Epargne : une renaissance pour les livrets réglementés

CHRONIQUE. Le premier livret a été créé en 1818. Son objectif était d'empêcher l'érosion de l'épargne des citoyens face à la hausse du coût de la vie. Le contrat social a été rompu à plusieurs reprises mais les Français plébiscitent toujours des placements sûrs qui leur font perdre de l'argent. Par Gabriel Gaspard, Chef d’entreprise à la retraite, spécialiste en économie financière.
(Crédits : Charles Platiau)

Cette tribune n'est pas un guide sur les livrets réglementés défiscalisés. Elle ne décrit pas les règlements ou comment investir pendant une période d'inflation ou de récession, etc. Elle retrace l'histoire de ces livrets et tente des explications simples à beaucoup de questions que les Français se posent. Elle ouvre un chemin vers une nouvelle renaissance et action aux services des comptes d'épargnes.

Un peu d'histoire

Le plus connu des livrets réglementés est le Livret A (anciennement Livret de Caisse d'Épargne). Il a été créé le 22 mai 1818, à la fin des guerres napoléoniennes, à l'initiative de Benjamin Delessert, industriel et banquier. Dès son origine la Caisse d'Épargne avait pour mission d'être au service des plus démunis. En 1837, les Caisses d'Épargne confient la gestion des fonds du Livret A à la Caisse des dépôts et consignations. Mais le Livret A est-il vraiment parvenu à protéger l'épargne des ménages face à l'inflation pendant 205 ans ?

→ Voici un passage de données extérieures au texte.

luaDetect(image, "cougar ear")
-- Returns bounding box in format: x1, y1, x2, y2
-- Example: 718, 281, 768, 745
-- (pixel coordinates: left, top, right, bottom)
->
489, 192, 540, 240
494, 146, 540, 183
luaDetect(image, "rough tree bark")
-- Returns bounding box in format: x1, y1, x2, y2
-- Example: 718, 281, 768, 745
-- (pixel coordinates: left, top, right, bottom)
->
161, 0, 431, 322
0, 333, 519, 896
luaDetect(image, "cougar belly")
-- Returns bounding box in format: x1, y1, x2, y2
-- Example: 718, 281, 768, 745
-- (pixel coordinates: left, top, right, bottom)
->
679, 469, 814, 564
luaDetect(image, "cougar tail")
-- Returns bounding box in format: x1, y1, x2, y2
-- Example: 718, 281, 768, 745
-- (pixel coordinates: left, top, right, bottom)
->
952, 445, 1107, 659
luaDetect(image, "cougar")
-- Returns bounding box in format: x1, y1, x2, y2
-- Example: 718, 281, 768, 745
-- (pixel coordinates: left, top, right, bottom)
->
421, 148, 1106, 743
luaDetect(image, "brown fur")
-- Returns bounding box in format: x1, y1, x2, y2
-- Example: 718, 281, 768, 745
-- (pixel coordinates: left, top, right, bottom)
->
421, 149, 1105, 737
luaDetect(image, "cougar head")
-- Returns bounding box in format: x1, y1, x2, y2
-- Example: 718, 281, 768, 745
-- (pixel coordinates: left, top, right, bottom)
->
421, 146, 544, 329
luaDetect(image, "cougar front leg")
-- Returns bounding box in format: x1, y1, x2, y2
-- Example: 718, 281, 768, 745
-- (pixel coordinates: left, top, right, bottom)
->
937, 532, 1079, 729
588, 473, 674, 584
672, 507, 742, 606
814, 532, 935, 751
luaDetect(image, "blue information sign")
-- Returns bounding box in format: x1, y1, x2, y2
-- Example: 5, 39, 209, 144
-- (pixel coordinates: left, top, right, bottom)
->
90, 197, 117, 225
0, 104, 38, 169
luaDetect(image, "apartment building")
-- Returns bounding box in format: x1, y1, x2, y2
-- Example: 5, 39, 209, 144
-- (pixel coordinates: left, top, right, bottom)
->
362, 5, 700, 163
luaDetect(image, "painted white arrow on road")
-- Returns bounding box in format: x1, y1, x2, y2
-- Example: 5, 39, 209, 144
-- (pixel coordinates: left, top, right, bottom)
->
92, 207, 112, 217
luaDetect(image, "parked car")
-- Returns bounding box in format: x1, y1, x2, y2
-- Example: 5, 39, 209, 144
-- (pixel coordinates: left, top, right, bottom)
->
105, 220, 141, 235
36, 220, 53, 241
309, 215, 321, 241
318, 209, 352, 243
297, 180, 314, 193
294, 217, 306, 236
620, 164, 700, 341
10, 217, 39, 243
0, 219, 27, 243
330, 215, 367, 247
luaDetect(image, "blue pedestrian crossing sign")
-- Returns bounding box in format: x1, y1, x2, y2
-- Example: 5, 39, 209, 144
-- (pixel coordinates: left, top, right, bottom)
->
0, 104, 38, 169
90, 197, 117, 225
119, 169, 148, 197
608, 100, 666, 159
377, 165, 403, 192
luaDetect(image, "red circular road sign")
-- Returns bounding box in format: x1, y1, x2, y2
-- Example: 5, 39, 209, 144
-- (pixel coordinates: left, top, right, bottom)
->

Son taux a fortement varié entre 1818 et 1985. Après une grande chute au lendemain de la Seconde Guerre mondiale à un taux de 1,5% et une inflation à 52,60%, il a connu une hausse quasi-ininterrompue mais sans réellement dépasser le taux de l'inflation sauf rares exceptions. Il touchera son sommet le 1er octobre 1981 avec un taux de 8,5% et une inflation à 13,40%.

Il faut attendre 1985 (François Mitterrand préside), pour avoir une inflation à 5,83% et le taux du Livret A à 6%. Depuis, le taux du Livret A est resté supérieur à l'inflation jusqu'en 2017.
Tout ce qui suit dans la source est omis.